Is it something of a bittersweet triumph that your new record contract gives you eventual ownership of your masters but we also happen to be at a point in the history of music when that ownership doesn’t really count for much?
They’re worth as much, if not more, because for me to be at this stage in my career and not to have to solely work for someone, that’s worth EVERYTHING. There’s not a dollar amount you can put on that. I can actually wake up in the morning and feel good about what I do and that’s absolutely priceless.
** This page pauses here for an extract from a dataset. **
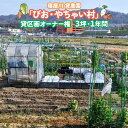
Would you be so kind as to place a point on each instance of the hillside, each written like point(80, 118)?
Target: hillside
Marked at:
point(118, 18)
I’m not going to sit here and spit rhetoric and say to you that (adopts whiny voice) “oh I only make music for myself”, because if that were really the case I’d sing in the bathroom and nobody would ever know about it and I wouldn’t need to deal with any of the bureaucracy of the music business.
You also wouldn’t have to do interviews like this.
I wouldn’t! (Laughs) But the reality is that there’s a very fine line and as long as you’re aware of that line you can manoeuvre around it. I’d like to sell records, sure – I don’t want to have to waitress again. But I don’t allow it to dictate what I create and that’s where the difference is.